Untuk memahami hadis diatas tadi,  diperlukan pemahaan historis dan kontekstual. Hadis diatas tadi memang dikategorikan hadis shahih tetapi mempunya latarbelakang sejarah tersendiri (sabab wurud) sehingga tidak bisa serta merta langsung digunakan sebagai dalil umum.[1]

Menurut Fatima Mernissi, hadis ini merupakan hadis historis. Maksud hadis historis adalah hadis yang memiliki asbab al-wurud atau didahului dengan adanya peristiwa yang unik. Hadis historis harus dipahami secara historis pula.[2] Sebab, hadis historis selalu memiliki makna dalam konteks historisnya. Untuk memahami kaonteks hadis tersebut kita dapat mulai melalui penelusuran jalur persinggungan antara awal rawi dengan matan hadis. Dalam silsilah atau rangkaian sanad hadis diperoleh informasi bahwa hadis ini berasal dari satu sandaran. Dengan kata lain hadis ini termasuk hadis ahad, yaitu hadis yang diriwayatkan oleh sejumlah rawi yang tidak mencapai batas-batas hadis mutawatir. Validitas hadis ahad berbeda dengan hadis mutawatir yang sudah pasti sahih. Hadis ahad masih membutuhkan pembuktian atau kritik hadis sampai diperoleh kesimpulan apakah sahih (valid) atau d’aif (lemah).

Hadis ini pada tingkat sahabat disandarkan kepada sahabat Abu Barkah, salah seorang mantan budak yang dihadapkan oleh suatu kondisi sulit, ia harus memilih antara mendukung Ali, Khalifah ke empat, suami Fatimah anak kesayangan Nabi, atau mendukung A’isyah, istri kesayangan Nabi, putrid Abu Bakar, khalifah pertama. Dalam posisi ini Abu Barkah mempopulerkan hadis di atas karena ia berpihak kepada Ali.
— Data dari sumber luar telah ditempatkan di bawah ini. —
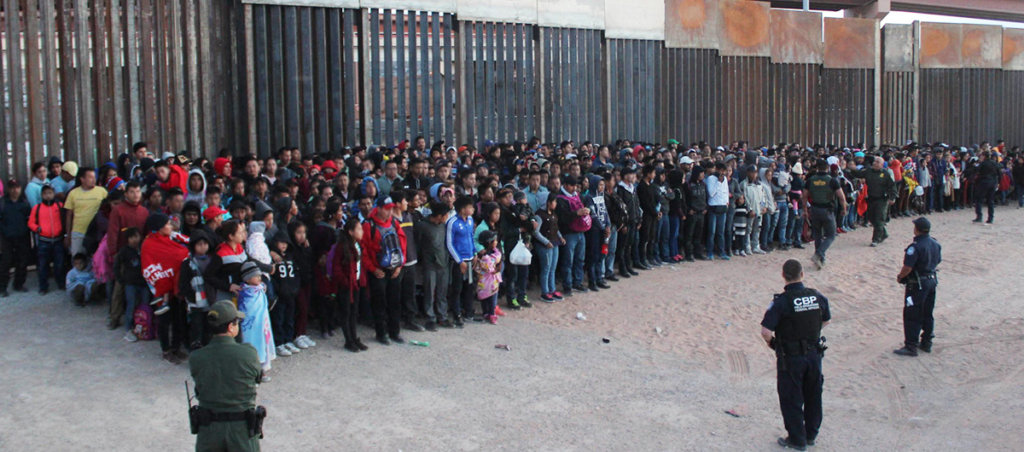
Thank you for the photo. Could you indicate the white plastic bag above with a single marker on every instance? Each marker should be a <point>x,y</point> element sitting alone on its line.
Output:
<point>520,255</point>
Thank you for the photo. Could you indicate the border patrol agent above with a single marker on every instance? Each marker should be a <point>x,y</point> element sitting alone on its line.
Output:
<point>819,199</point>
<point>919,276</point>
<point>226,374</point>
<point>881,195</point>
<point>796,317</point>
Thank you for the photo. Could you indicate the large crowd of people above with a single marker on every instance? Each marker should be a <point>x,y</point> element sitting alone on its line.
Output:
<point>421,237</point>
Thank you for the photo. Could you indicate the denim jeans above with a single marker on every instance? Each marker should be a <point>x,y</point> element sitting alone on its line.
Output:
<point>134,296</point>
<point>515,282</point>
<point>716,230</point>
<point>572,258</point>
<point>674,223</point>
<point>549,261</point>
<point>768,229</point>
<point>729,227</point>
<point>664,237</point>
<point>50,252</point>
<point>796,228</point>
<point>609,260</point>
<point>783,221</point>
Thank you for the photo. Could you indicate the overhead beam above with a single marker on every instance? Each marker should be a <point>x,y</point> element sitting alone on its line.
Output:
<point>1011,10</point>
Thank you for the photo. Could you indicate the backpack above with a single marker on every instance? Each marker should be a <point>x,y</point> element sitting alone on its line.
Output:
<point>580,223</point>
<point>330,258</point>
<point>390,254</point>
<point>142,323</point>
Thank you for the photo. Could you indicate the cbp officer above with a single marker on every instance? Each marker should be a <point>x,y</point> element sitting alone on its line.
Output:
<point>919,276</point>
<point>819,202</point>
<point>881,195</point>
<point>226,374</point>
<point>796,317</point>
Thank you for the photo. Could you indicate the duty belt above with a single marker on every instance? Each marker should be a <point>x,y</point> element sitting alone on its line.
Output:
<point>226,417</point>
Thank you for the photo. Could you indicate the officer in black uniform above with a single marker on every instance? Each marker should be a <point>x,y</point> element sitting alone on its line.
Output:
<point>819,204</point>
<point>918,275</point>
<point>796,317</point>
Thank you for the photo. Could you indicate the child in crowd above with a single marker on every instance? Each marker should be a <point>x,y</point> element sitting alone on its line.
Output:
<point>80,281</point>
<point>286,282</point>
<point>192,287</point>
<point>255,327</point>
<point>548,239</point>
<point>128,269</point>
<point>44,221</point>
<point>487,265</point>
<point>303,259</point>
<point>350,280</point>
<point>739,218</point>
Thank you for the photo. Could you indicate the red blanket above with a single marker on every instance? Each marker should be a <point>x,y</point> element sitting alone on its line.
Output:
<point>161,259</point>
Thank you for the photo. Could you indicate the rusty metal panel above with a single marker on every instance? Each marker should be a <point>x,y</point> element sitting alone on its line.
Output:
<point>941,45</point>
<point>744,29</point>
<point>1013,49</point>
<point>634,19</point>
<point>796,37</point>
<point>850,43</point>
<point>691,24</point>
<point>898,49</point>
<point>982,46</point>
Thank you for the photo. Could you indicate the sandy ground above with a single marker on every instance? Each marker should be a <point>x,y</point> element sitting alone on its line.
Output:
<point>67,383</point>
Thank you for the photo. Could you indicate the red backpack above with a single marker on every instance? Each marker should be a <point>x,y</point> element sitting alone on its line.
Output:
<point>142,323</point>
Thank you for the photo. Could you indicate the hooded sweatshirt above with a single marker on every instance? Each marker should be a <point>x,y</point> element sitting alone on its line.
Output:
<point>198,196</point>
<point>372,238</point>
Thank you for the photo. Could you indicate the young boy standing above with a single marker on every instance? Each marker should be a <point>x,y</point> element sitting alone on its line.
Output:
<point>128,269</point>
<point>435,265</point>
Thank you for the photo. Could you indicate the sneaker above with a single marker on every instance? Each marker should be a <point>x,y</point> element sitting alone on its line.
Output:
<point>784,442</point>
<point>905,352</point>
<point>171,358</point>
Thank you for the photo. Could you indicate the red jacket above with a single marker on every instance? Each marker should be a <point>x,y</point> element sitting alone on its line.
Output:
<point>45,220</point>
<point>123,216</point>
<point>178,177</point>
<point>372,240</point>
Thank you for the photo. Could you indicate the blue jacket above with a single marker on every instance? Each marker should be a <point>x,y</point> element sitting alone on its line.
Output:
<point>459,238</point>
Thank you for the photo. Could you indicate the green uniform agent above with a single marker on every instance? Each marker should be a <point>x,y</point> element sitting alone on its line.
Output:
<point>226,374</point>
<point>881,189</point>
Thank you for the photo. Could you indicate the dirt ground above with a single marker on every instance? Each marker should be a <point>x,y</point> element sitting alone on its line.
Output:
<point>684,347</point>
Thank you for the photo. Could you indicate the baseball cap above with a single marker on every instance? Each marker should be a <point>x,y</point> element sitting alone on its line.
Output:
<point>213,212</point>
<point>923,223</point>
<point>223,312</point>
<point>71,168</point>
<point>386,203</point>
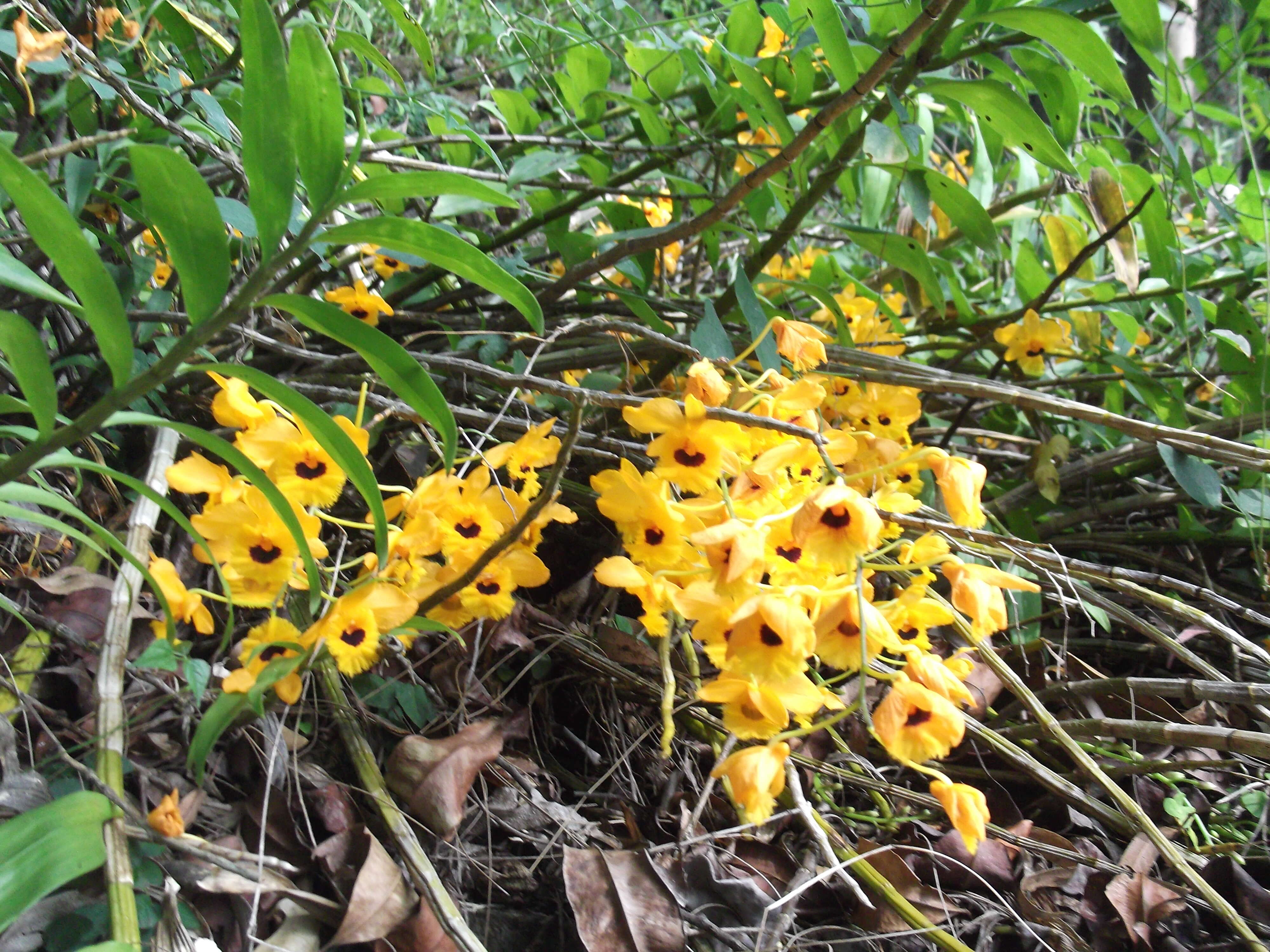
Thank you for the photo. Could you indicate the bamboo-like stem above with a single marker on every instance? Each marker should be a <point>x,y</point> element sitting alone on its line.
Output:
<point>112,741</point>
<point>664,654</point>
<point>892,370</point>
<point>1169,851</point>
<point>882,887</point>
<point>1186,736</point>
<point>421,870</point>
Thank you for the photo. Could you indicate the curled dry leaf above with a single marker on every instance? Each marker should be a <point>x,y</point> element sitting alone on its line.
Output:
<point>620,904</point>
<point>422,932</point>
<point>434,776</point>
<point>382,899</point>
<point>1142,902</point>
<point>73,578</point>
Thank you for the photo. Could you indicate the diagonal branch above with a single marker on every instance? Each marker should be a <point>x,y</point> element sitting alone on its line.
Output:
<point>1086,255</point>
<point>755,180</point>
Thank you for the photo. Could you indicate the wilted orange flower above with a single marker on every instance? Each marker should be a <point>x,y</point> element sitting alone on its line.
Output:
<point>968,810</point>
<point>961,483</point>
<point>758,776</point>
<point>802,345</point>
<point>35,46</point>
<point>166,819</point>
<point>707,384</point>
<point>977,595</point>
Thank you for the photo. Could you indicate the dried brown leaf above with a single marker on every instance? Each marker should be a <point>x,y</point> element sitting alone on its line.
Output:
<point>382,899</point>
<point>620,904</point>
<point>422,932</point>
<point>625,649</point>
<point>435,776</point>
<point>73,578</point>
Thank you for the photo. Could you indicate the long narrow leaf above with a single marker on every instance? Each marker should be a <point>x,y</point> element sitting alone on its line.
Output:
<point>60,238</point>
<point>255,474</point>
<point>445,251</point>
<point>182,206</point>
<point>48,847</point>
<point>318,110</point>
<point>328,433</point>
<point>387,357</point>
<point>269,145</point>
<point>29,360</point>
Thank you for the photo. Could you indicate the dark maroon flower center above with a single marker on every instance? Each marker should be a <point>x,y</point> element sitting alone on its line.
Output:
<point>685,459</point>
<point>264,555</point>
<point>311,473</point>
<point>836,517</point>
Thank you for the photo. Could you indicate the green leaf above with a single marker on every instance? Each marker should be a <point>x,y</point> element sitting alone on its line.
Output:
<point>17,276</point>
<point>906,255</point>
<point>159,654</point>
<point>217,720</point>
<point>711,338</point>
<point>318,111</point>
<point>1141,22</point>
<point>655,69</point>
<point>54,229</point>
<point>1156,225</point>
<point>1197,478</point>
<point>834,41</point>
<point>745,30</point>
<point>360,45</point>
<point>774,114</point>
<point>199,675</point>
<point>758,322</point>
<point>415,35</point>
<point>1003,111</point>
<point>255,474</point>
<point>48,847</point>
<point>519,114</point>
<point>425,185</point>
<point>1056,91</point>
<point>445,251</point>
<point>963,210</point>
<point>29,360</point>
<point>387,357</point>
<point>269,145</point>
<point>1074,39</point>
<point>327,432</point>
<point>182,208</point>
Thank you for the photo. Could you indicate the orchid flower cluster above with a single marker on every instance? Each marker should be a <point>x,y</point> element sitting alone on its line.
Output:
<point>441,529</point>
<point>769,546</point>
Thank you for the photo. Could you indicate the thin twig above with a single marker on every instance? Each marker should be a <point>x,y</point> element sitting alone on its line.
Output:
<point>110,690</point>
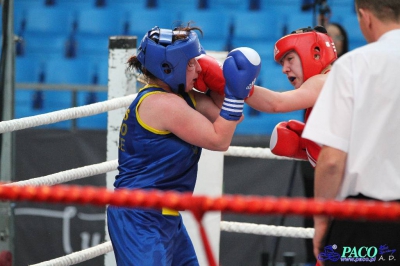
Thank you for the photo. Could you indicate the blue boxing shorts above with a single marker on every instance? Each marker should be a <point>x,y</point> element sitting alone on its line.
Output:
<point>142,237</point>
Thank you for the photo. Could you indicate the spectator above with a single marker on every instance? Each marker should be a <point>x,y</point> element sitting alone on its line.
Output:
<point>339,37</point>
<point>355,119</point>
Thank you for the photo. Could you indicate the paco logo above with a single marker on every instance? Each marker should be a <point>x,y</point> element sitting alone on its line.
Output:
<point>357,254</point>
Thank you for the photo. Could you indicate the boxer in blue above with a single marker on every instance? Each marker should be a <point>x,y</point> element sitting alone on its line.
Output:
<point>162,135</point>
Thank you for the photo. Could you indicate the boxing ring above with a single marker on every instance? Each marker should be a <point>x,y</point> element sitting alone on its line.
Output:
<point>49,188</point>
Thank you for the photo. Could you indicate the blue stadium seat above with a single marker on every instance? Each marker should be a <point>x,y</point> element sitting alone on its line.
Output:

Hal ini bermula dari kekalahan yang dialami A’isyah dalam Perang Jamal. Sekitar 13.000 pendukung meninggal di medan perang. Sebagai pemenang, Ali mengambil alih kota Basrah dan bagi yang tidak bergabung dengan kelompok Ali harus mencari alasan yang dapat diterima jika ingin tetap tinggal di Basrah. Di sisi lain pihak A’isyah mencoba menggalang kekuatan baru dengan menghubungi para sahabat yang ada di Basrah, salah satunya adalah sahabat Abu Bakrah. Banyak sahabat yang dihubungi A’isyah akhirnya menolak ajakan tersebut. Alasan mereka, perang antar umat Islam hanya akan memecah belah umat dan menjadikan mereka saling bermusuhan. Namun, alasan penolakan Abu Bakrah lain. Abu Bakrah menolak ajakan A’isyah dengan menyebutkan sabda Nabi tersebut.

Menurut Fatima Mernissi, penyampaian Abu Bakrah bersamaan dengan kondisi kritis A’isyah memiliki muatan politis yang signifikan. Dengan kata lain hadis ini menadi alat untuk mengambil hati pihak penguasa. Padahal Mernissi membuktika secara empiris bahwa perempuan memiliki kemampuan untuk memimpin. Para pemimpin ini dihimpun Mernissi dalam bukunya The Forgotten Queens of Islam (Ratu-Ratu Islam yang Terlupakan). Disinilah paradoksal hadis, yaitu keputusan antara muatan nilai dengan praksisnya apabila dipahami secara tekstual. Menurut Asghar Ali Engineer, hadis ini tidak dipahami secara kontekstual dan bertentangan dengan fakta sosial. Fakta tersebut dapat dilihat dari berkuasanya Benazir Bhutto di Pakistan, Ratu Saba pada zaman Nabi Sulaiman dalam Al-Qur’an.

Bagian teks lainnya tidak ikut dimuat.